Congressman Chris Van Hollen (D-MD) and Congressman Sam Johnson (R-TX) have introduced legislation, the AMT Credit Fairness and Relief Act – which will, at least, correct the law and provide relief to taxpayers who are still struggling to pay ISO-AMT liabilities. Let’s hope Congress fixes this flawed law sooner rather than later.

Join the discussion One Comment

  • Tim Carlson says:

    This article does a great job of capturing the devastating human impact that the unintended consequences of the AMT as applied to incentive stock options, is having on hardworking, honest American families.

    Certainly it is wrong when the AMT changes the rules for Americans so that millions are hit with additional, unintended tax burdens of thousands of dollars. It is also wrong when the AMT changes the rules for employees so that they are hit with tens of thousands and hundreds of thousands of dollars of tax imposed on income they never received. Neither situation is right; both need to be fixed.

    The strong bi-partisan support in the House and Senate for correcting this law gone horribly awry, continues to build.
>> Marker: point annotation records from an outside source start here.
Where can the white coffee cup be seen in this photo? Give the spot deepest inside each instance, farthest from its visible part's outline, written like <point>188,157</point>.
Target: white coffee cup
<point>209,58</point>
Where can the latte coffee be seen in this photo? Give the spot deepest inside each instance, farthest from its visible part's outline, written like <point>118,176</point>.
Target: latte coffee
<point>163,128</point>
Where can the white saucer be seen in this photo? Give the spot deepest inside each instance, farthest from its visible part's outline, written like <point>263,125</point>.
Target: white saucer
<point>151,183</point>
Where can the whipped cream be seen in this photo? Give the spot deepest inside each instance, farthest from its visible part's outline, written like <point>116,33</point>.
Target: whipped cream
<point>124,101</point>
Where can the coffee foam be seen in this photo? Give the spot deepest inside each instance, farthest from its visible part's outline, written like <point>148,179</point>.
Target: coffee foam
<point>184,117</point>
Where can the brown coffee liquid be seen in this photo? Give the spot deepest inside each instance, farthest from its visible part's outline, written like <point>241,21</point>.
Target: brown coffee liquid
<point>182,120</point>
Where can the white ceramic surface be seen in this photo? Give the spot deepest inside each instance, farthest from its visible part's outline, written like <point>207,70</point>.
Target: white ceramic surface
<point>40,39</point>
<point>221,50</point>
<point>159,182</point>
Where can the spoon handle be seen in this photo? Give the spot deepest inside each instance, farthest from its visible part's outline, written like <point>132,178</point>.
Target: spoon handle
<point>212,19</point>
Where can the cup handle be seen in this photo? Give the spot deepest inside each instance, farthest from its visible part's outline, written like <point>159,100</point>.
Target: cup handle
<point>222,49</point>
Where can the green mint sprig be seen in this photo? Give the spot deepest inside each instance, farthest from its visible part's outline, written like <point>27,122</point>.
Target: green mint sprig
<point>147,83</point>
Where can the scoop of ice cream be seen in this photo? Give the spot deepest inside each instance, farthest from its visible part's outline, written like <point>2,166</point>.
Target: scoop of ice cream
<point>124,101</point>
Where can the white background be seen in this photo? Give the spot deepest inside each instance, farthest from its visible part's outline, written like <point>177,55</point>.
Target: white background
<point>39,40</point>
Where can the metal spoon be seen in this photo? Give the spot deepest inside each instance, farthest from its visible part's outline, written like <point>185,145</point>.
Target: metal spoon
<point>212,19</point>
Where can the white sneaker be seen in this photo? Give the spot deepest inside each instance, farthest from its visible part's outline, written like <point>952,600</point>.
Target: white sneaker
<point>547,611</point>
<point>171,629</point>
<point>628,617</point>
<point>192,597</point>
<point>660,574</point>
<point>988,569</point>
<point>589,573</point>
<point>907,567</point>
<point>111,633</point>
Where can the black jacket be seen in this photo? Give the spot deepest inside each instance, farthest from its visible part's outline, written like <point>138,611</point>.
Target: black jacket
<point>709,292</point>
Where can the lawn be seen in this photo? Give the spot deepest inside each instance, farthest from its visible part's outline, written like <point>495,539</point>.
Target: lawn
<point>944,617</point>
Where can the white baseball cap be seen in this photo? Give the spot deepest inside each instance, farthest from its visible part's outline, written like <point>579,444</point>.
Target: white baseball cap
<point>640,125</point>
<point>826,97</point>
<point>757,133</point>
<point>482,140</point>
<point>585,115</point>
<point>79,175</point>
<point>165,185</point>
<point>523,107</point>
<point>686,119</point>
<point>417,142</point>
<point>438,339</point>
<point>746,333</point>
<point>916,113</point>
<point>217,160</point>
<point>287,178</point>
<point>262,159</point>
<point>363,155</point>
The AMT Credit Fairness and Relief Act H.R.3861 was added by amendment to the Temporary Tax Relief Act, by unanimous vote of the Ways and Means Committee on November 1. The Temporary Tax Relief Act passed the House on November 9.

    Tens of thousands of families across the Country are now hoping and praying that the Senate will now show its strong support and ensure that the much-needed and long-awaited ISO AMT relief sent over from the House, remains in the final AMT relief legislation that is sent to the President this year.

    And we should all hope with them, because we all as citizens of this Country suffer when injustice is allowed to continue, and we all benefit when justice and fairness are restored.